The increased risk of bleeding is well documented after FNB in patients on antiplatelet and anticoagulant medications[16-18], prophylactic doses of low molecular weight heparin[19], procedures performed in the lower gastrointestinal tract compared with the upper gastrointestinal tract[20], and placement of fiducial markers for guiding radiation therapy (especially SBRT) in pancreatic cancer[21,22]. Moreover, FNB of the liver carries a risk of bleeding and or subcapsular hematoma in 0.6% to 0.9% of patients[23,24].
Since EUS-FNB is considered a high-risk procedure for bleeding in patients on anticoagulation or antithrombotic agents, it is essential to have a thorough knowledge about the indication for the procedure and the medical indication for the anticoagulation medication[25]. The decision to interrupt any antiplatelet and/or anticoagulant agents should carefully incorporate the subsequent risk of thrombotic events and may benefit from a multidisciplinary review. The decision to interrupt antiplatelet and anticoagulant agents before procedures requires a careful balance between the risk of bleeding associated with EUS-FNB and the risk of thrombotic events (such as stroke, myocardial infarction, or stent thrombosis) associated with stopping the medication.

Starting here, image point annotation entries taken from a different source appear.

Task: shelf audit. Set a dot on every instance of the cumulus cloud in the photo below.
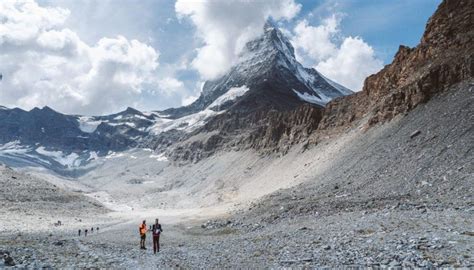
(44, 63)
(346, 60)
(226, 26)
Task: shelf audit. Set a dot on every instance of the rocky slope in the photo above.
(443, 58)
(66, 144)
(238, 109)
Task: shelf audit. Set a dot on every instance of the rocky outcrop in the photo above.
(444, 57)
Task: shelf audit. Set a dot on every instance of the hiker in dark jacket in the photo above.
(156, 236)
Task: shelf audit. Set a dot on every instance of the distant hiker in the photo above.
(142, 230)
(8, 261)
(156, 236)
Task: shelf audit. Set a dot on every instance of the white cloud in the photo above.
(226, 26)
(170, 85)
(347, 62)
(351, 64)
(44, 63)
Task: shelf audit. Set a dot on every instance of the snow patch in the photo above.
(232, 94)
(71, 160)
(160, 157)
(88, 124)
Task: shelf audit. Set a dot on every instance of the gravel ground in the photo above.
(399, 195)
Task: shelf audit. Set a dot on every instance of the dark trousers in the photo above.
(156, 243)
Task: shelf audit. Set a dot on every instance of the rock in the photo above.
(414, 134)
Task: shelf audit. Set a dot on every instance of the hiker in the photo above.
(156, 236)
(142, 230)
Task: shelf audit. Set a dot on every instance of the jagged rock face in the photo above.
(268, 68)
(443, 57)
(280, 93)
(266, 131)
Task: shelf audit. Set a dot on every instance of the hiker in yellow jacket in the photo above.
(142, 230)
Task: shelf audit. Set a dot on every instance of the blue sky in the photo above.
(178, 38)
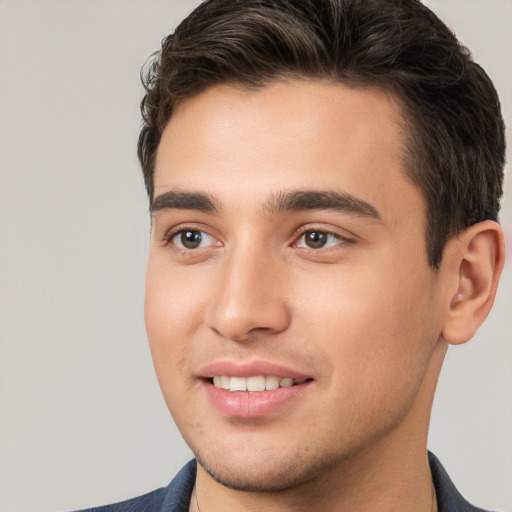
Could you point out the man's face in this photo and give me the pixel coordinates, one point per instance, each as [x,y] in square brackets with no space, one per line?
[288,248]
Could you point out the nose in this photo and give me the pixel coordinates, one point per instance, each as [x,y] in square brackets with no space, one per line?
[250,297]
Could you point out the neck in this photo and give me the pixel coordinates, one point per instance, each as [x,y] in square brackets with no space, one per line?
[392,474]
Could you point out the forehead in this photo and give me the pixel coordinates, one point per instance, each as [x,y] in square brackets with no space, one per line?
[298,134]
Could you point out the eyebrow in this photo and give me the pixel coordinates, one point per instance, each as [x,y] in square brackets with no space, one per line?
[321,200]
[298,200]
[178,200]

The technique used during EUS-FNB can influence the risk of bleeding. Color Doppler should be used to avoid blood vessels during needle insertion. If bleeding occurs, mechanical pressure is applied with the echoendoscope to stop the bleeding. Other strategies to prevent bleeding after EUS-FNB include limiting needle passes by the use of the fanning technique and avoiding the torquing of the echoendoscope when the needle is inserted. During the procedure of EUS-FNB of solid lesions, aspirin may be continued, but anticoagulants such as warfarin, unfractionated heparin/low molecular weight heparin, thienopyridines (clopidogrel), fondoparinux and others should be stopped prior to the procedure as per the recommended guideline[26,27]. Moreover, the laboratory value of platelet count > 50000/mm3 and international normalized ratio < 1.5 is advisable prior to the procedure[28].
Infection
The incidence of bacteremia after EUS-guided tissue acquisition of solid lesions is low, similar to that of routine upper gastrointestinal endoscopy[29-31]. This low risk of bacteremia in average-risk patients supports the recommendation of not using routine antibiotic prophylaxis for EUS-guided tissue acquisition of lymph nodes and solid lesions[32]. Bacteremia associated with EUS is transient and rarely leads to symptomatic infections. However, prophylactic antibiotics are reserved for EUS-guided tissue acquisition of mediastinal or pancreatic cystic lesions. When draining cysts, it is advisable to ensure complete aspiration wherever feasible to reduce infection risk. When sampling the partly cystic lesions, it is important to evaluate the necessity of prophylactic antibiotics against the risks associated with their use. The precautionary strategy of administering prophylactic antibiotics can be applied to mitigate the risk of infection when the needle traverses the bile duct, pancreatic duct, or major vascular structure, even though there are limited data to fully verify this necessity.
Pancreatitis
EUS-FNB has emerged as an important tool for getting the sample in the pancreatic lesions. Pancreatitis is a recognized complication after EUS-FNB of pancreatic ducts, cysts, or masses. Some studies suggest a risk of pancreatitis, with rates reported up to 3.1% in some cohorts undergoing EUS-guided fiducial placement for pancreatic cancer[33]. Because of the very low event rate of complications of pancreatitis, the use of nonsteroidal anti-inflammatory drugs to prevent post-EUS-FNB pancreatitis has not been formally studied in large, randomized controlled trials. Despite the lack of specific, large-scale evidence for FNB, the inflammatory mechanism for post-EUS pancreatitis seems to be similar to that of post-ERCP pancreatitis. Moreover, the risk of post-EUS pancreatitis is higher when sampling occurs through normal pancreatic parenchyma (e.g., in the uncinate process or head) or the pancreatic duct. While data is scarce, 100 mg rectal suppository of diclofenac or indomethacin may be given prior to the procedure to reduce the risk of pancreatitis, based on its safety, low cost, and proven efficacy in reducing post-ERCP pancreatitis.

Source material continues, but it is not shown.